Additionally, we trained a simplified decision tree classifier using the same feature set to provide an interpretable, rule-based structure for clinical use. The trees constructed under Criterion I and Criterion II are presented in the Supplementary Materials (Figs. S15, S16).

Analysis of misclassification in machine learning and initial ward allocation

To examine misclassification in machine learning and initial ward allocation, we compared the distribution of features based on patient status, as illustrated in Fig. 4. Panels (A) and (B) depict the feature distributions of patients classified according to Criteria I and II, respectively, using the LGB model, which showed the best performance.
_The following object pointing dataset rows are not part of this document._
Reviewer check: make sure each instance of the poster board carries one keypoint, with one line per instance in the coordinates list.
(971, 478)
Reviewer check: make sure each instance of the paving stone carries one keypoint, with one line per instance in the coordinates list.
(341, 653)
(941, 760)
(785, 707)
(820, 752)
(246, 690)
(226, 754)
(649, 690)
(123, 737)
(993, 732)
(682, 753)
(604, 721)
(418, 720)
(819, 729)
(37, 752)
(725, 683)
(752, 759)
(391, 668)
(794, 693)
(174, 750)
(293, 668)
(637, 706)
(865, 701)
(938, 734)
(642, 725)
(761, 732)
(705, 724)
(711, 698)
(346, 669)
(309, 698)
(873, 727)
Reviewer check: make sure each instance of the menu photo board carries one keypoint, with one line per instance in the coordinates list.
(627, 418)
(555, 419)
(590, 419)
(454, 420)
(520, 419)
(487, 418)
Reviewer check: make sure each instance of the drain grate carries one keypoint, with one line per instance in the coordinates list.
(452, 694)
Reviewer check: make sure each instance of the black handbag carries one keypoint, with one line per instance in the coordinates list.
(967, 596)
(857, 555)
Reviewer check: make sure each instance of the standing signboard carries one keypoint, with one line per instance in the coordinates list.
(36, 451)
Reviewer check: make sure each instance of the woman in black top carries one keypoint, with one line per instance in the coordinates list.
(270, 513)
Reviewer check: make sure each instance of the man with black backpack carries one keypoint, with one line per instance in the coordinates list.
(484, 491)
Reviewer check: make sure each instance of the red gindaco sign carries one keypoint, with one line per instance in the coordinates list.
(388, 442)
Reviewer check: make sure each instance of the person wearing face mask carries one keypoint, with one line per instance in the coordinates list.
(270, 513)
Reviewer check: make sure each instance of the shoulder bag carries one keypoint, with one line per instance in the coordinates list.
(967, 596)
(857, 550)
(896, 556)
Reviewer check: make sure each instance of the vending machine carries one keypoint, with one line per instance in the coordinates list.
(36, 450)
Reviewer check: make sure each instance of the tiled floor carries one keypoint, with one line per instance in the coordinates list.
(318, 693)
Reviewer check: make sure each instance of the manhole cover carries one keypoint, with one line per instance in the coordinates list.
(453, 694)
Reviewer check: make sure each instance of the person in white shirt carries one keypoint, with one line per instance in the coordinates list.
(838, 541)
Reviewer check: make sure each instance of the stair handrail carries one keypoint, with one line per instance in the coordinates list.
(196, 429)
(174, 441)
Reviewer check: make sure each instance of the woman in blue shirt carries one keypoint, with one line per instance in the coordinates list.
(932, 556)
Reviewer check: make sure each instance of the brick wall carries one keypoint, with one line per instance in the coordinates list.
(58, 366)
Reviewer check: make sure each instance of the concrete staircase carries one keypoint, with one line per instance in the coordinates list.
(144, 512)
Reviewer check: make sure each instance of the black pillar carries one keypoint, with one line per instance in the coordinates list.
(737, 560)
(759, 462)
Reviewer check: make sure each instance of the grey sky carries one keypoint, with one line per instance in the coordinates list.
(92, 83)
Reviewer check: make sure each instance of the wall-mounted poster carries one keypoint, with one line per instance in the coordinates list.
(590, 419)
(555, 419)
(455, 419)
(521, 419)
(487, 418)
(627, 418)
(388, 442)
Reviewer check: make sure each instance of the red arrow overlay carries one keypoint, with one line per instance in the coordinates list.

Blue boxes represent cases where a severe condition was incorrectly classified as moderate (false negatives), while orange boxes represent cases where a severe condition was correctly identified as severe (true positives). In Fig. 4A, BMI was higher in true positive (orange) patients, while SBP and DBP showed similar distributions in both groups. Glucose, neutrophil, and hsCRP levels were also elevated in true positive patients, with other variables displaying comparable distributions. Figure 4B reveals similar trends to (A), with BMI higher in true positive patients and SBP and DBP exhibiting similar patterns. The differences in glucose, neutrophils, and hsCRP distributions were consistent with those in (A), and other variables followed similar trends.

Figure 4c illustrates the distribution of features based on actual patient ward allocation. Blue boxes represent patients who were transferred from an intermediate ward to the ICU, while orange boxes represent patients who were either transferred from the ICU to an intermediate ward or discharged from the ICU or intermediate ward. Differences in glucose, neutrophil, and hsCRP levels were observed between the two groups. Patients transferred to the ICU (blue) had higher BMI, while SBP and DBP exhibited similar distributions across both groups. Glucose, neutrophil, and hsCRP levels were also higher in patients moved to the ICU (blue), with other variables showing either similar distributions or no significant differences.

These misclassification patterns provide meaningful insights into the comparative utility of the two severity criteria. Under Criterion II, false negatives often involved patients who ultimately required advanced interventions (e.g., mechanical ventilation or ECMO), suggesting that the broader definition may obscure important clinical distinctions and reduce model specificity. By contrast, errors under Criterion I were mostly concentrated near the clinical decision boundary and associated with borderline values of physiological or inflammatory markers, such as hsCRP and neutrophil count. This indicates that Criterion I offers a more learnable and clinically coherent target for machine learning algorithms.

Analysis of confusion matrices revealed that, under Criterion II, many false negatives involved patients who eventually required intensive treatments such as mechanical ventilation or ECMO, suggesting that its broader definition may blur distinctions between moderate and severe cases. In contrast, under Criterion I, most misclassifications occurred near the severity threshold, typically involving borderline inflammatory markers like hsCRP and neutrophil counts. This indicates that Criterion I offers clearer clinical boundaries for model prediction.

In addition, we conducted a logistic regression analysis to statistically examine factors associated with false negative misclassifications. Respiratory rate (RR), serum albumin, neutrophil count, and high-sensitivity C-reactive protein (hsCRP) were identified as significant predictors (p < 0.05). These findings suggest that patients with less prominent respiratory or inflammatory responses are more likely to be incorrectly classified as moderate. Details of the regression results are provided in Supplementary Materials Table S5.

Altogether, these findings emphasize the clinical relevance of specific features in distinguishing between borderline and truly severe cases. By integrating confusion matrix analysis with feature-level interpretation, we can better understand the limitations of model predictions, improve performance, and guide the development of more robust triage and decision-support frameworks.